A tiny greasy spoon, like something out of 70's Australia. It sold pies, sausage rolls, instant coffee (imperial roast to be sure) and one of the sandwich fillings offered on the board was baked beans. I felt like I had gone back in time as I settled on a plastic chair with my instant coffee, under the watchful gaze of a girlie calendar (provided by a local power tool company featuring half naked blonde chicks posing on all fours surrounded power drills and orbital sanders) To top it off a bloke with a curly mullet walked in, wearing stubbies and work boots and ordered a "Choccy milk and a chiko roll thanks". Had I really gone back to 1977??

Before I could find out, I check my watch and realise it's time to immerse myself back in the Bride to be scene. Some shops were fine, I was free to browse and have a poke around undisturbed. But in one, I feared I wasn't going to get out alive.

As soon as arrived I knew I was in for trouble when a heavily made up Greek woman pounced on me. When was I getting married? Where? What did I do? Then she swept around the shop plucking dresses off racks. The dresses all had girls names like "Monica" and "Amanda" and this lady had a disconcerting habit of calling the dresses "she" or "her" as in "Just pop her on and see how great she'll make you look".

I discover that there's no going into the changerooms alone with these "girls" - oh no. Maybe it's so you don't secretly photograph them, or rip them or smear make up on them, because the assistant comes right in with you. A pair of white gloves are produced for me to wear so I don't make the dress dirty and I am ordered to stip off down to my knickers and stand with my hands in the air wearing the gloves. Very weird. The dress is then wrenched on over my head and my body is stuffed into all the right places and laced up, all to the strains of "Ave Maria" playing in the background.
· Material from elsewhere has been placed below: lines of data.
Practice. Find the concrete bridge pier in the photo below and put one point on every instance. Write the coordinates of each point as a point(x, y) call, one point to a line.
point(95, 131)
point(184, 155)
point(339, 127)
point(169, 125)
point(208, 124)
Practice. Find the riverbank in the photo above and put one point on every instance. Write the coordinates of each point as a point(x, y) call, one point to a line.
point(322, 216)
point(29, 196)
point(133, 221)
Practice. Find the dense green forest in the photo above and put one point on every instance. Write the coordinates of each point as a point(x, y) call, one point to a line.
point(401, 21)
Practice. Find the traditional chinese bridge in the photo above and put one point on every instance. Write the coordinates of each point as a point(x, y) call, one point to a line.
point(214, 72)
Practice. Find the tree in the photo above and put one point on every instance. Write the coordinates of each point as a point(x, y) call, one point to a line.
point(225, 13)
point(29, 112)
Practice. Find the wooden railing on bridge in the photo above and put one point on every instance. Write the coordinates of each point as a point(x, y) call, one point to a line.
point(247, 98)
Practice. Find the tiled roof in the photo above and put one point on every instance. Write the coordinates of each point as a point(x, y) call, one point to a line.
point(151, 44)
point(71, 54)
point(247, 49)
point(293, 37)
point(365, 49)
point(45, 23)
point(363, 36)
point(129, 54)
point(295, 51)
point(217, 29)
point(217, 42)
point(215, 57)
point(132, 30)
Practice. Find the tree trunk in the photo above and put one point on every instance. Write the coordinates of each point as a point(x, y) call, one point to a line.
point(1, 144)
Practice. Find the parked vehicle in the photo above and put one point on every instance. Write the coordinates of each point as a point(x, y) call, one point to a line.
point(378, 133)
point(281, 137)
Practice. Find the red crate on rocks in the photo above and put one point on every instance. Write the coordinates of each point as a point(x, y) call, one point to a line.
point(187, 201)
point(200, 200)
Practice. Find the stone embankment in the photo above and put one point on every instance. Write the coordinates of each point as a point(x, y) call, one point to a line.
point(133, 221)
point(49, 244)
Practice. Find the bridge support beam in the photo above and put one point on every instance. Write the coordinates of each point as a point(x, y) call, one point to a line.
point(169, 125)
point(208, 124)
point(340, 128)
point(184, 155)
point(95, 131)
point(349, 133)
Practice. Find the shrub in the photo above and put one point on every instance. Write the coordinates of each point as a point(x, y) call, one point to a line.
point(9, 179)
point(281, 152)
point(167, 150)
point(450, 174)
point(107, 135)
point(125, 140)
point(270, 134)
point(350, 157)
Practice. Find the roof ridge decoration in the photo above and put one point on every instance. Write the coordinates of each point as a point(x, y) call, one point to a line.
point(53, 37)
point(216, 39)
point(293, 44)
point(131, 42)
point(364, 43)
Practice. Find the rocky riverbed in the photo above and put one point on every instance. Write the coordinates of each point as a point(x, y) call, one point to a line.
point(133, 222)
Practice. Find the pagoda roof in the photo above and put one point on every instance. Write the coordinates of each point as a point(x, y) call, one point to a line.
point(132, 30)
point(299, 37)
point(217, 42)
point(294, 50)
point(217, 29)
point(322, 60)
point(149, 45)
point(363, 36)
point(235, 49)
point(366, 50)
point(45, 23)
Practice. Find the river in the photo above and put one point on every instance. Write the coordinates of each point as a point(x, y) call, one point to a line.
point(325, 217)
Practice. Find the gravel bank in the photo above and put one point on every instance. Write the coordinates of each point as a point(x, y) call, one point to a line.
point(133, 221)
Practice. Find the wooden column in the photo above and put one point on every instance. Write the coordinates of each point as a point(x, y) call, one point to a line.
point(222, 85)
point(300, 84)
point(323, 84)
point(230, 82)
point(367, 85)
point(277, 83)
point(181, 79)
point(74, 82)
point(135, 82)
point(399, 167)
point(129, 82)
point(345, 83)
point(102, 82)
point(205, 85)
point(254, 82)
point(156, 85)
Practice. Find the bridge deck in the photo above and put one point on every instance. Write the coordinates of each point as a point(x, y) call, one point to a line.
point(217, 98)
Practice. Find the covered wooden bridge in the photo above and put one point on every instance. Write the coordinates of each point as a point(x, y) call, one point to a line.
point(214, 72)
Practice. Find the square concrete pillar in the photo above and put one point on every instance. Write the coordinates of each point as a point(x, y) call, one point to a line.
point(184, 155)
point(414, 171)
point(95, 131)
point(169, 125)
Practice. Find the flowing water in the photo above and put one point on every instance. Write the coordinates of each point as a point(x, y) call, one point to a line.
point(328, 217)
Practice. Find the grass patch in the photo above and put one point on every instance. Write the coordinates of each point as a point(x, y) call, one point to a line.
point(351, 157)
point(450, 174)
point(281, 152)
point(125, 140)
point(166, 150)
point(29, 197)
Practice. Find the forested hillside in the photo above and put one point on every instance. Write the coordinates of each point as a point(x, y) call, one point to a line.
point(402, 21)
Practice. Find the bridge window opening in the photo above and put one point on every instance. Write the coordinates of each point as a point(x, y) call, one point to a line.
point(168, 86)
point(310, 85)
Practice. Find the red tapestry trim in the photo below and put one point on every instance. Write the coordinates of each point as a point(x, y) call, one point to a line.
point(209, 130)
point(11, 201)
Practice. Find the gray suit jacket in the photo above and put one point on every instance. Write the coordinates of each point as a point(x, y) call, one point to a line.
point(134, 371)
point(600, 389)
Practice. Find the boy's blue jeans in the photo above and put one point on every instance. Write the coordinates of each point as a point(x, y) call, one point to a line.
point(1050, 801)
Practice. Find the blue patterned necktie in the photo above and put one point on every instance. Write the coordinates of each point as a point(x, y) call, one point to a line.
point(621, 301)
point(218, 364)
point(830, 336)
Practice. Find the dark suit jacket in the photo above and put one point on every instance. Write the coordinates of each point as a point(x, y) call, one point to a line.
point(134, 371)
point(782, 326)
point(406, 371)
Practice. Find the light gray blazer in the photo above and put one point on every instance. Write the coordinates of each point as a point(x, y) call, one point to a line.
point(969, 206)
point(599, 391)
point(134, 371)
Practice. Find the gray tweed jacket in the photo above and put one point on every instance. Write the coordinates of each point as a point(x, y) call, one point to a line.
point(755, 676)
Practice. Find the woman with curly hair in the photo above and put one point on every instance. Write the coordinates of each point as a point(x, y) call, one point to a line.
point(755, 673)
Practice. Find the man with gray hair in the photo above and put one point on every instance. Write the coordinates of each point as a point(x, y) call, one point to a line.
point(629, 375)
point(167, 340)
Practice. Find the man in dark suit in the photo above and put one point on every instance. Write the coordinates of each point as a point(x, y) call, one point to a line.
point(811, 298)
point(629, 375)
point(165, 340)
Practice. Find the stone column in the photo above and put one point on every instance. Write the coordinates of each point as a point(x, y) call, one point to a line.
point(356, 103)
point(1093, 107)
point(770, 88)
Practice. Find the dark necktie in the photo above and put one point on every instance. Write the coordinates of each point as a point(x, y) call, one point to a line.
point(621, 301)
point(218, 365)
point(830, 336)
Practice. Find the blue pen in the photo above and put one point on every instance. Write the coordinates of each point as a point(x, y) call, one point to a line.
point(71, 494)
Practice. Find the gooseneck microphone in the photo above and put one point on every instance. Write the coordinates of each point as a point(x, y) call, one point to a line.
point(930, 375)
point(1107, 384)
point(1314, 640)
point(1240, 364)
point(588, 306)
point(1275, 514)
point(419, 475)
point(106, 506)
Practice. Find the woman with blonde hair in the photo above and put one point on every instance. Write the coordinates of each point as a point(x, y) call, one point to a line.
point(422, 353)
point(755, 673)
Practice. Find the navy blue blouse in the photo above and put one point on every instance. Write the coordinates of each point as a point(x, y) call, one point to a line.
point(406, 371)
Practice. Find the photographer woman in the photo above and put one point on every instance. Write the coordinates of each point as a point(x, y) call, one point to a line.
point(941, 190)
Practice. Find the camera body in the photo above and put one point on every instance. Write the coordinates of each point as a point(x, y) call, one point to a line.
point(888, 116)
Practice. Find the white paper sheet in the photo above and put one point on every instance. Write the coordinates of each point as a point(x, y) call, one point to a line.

I am then lead out, lamb to the slaughter like, and ordered onto a little podium in front of a giant mirror. Behind me is a trellis covered in fake flowers, a veil is pinned on the back of my head and a sparkly tiara is placed on the front. The mirrors seem to make me look suspiciously slimmer and the lights have turned my pasty white winter skin into a golden tan. Rosa the sales assistant steps back and looks on approvingly before running off to "turn down the lights so you can see how much you sparkle". So there I am, standing in the semi darkness with the Wedding March booming on the stereo. I feel utterly ridiculous, and wonder if I'm meant to pretend to cry over how bridal I look or something. I can't even fake being excited and try to slink off the podium back to the change rooms muttering something about having to head off and needing to think about it for a bit longer. But there was no escaping that easily, as Rosa utters the frightening words "Kate, we won't be going anywhere until we find you your dream dress." ARGHHH!

I did live to tell the tale, but not until I had tried on SEVEN of Rosas "girls". It's a stressful job this bride business and I'm not even doing it for real. No wonder all the real bride girls looked thin, stressed and miserable as they march around the shops clutching notebooks and pens ticking off all the things that need to be done. There didn't seem to be much romance in the air as the trucks rumble past on the highway and the bridal salons hand out brochures for personal loans so you can "afford your dreams."